セッションに関連するけれど、なかなか答えづらいご質問をいただくことがあります。
習い事をしていらっしゃる方からいただくことが多いご質問です。
ご自身が所属している団体やグループの教え方に疑問を感じる、というご質問です。

多い順から挙げると
(1)教師側の要求が高い。
自分では限界を感じているけれど、努力すればできるはずだという言葉を信じて頑張っているケースがとても多いです。
(2)教師の言うとおりにすると身体が痛くなる
ワーカー側が心配するのはこのケース。ダンサーは通常しないような動作や姿勢を繰り返すので、気づかないうちに深刻な悩みになるケースもあります。
息を止めるようにして踊っていたら横隔膜のあたりにいつも痛みを感じるようになった、頭痛が起きるようになったなど、上半身に制限ができ、股関節が痛くなったなど健康を害するケースもあります。
(3)教師側の言うことが理解できない
西洋で生まれ、酒場など気楽な場で発展していったダンスを教えるのに東洋の考え方を用いるのが理解できない、教える内容に疑問を感じるという不満を抱える生徒さんもいらっしゃいます。
踊りには文化が反映されているのですから、教師独自の考えが入ると疑問を感じる方が出るのは当然かと思います。
また、インナーマッスルと盛んに言うけれどどの筋かの説明もないし、どう動いたらいいのかわからないというご質問もよくいただきます。
雑誌に掲載される知識も専門的になり、女性誌などに筋肉名と働きが詳しく掲載されることも増えてきました。教える側も正確な知識が必要になっているようです。
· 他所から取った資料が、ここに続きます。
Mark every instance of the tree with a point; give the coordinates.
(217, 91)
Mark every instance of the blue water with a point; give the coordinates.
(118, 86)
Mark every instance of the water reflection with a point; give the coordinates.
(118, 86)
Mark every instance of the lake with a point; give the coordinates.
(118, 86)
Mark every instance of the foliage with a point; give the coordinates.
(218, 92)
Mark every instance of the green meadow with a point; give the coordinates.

そのうちボディワークが解決できるのは(1)(2)そして(3)の一部です。
(1)(2)のケースでは、生徒さんの限界の原因が分析できれば、どの程度の努力が必要なのかをアドバイスすることができます。
生徒さん(クライアントさん)の感覚と姿勢分析や動作分析を組み合わせて、安全に踊るための対策を考えていけるのです。
(3)のケースでは、教師側が感覚的な教え方をするときには、それを理解可能な言語に翻訳する必要があります。そのとき共通言語となるのが解剖学用語です。
「へそ下三寸あたりにある」という説明がわからなくても、「腹横筋という筋肉を使うとこういう感覚が起き、その時姿勢はこう変わり、したがって踊りに必要なこんな動作が容易になります」と伝えてあげれば(用語は難しく感じるかもしれませんが)必要な姿勢や動きを必要なときに反復できるようになります。
筋肉のだいたいの位置とそこが動いたときの感覚を知っておくと、無理なく安全に動けるようになります。
頭で考えた動きになるのでは、という心配はいりません。動きがぎこちない原因は思考ではなく「慣れ」にある場合がほとんどです。

ワーカーとして悩むのは、どうしても同意できないことを(つまりは、完全にからだを痛めるような方向で)教師側が強制している場合にそれを生徒さんに伝えるかどうかです。
根性論を押し付けられて生徒さんが困惑しているのを目の当りにすると、「他の教室に行ってもいいかもしれませんね」という言葉が喉まで出かかりますが、何も言いません。
最終判断は生徒さんにお任せします。

ダンスを習っている方がたとのセッションで受けたご質問でした。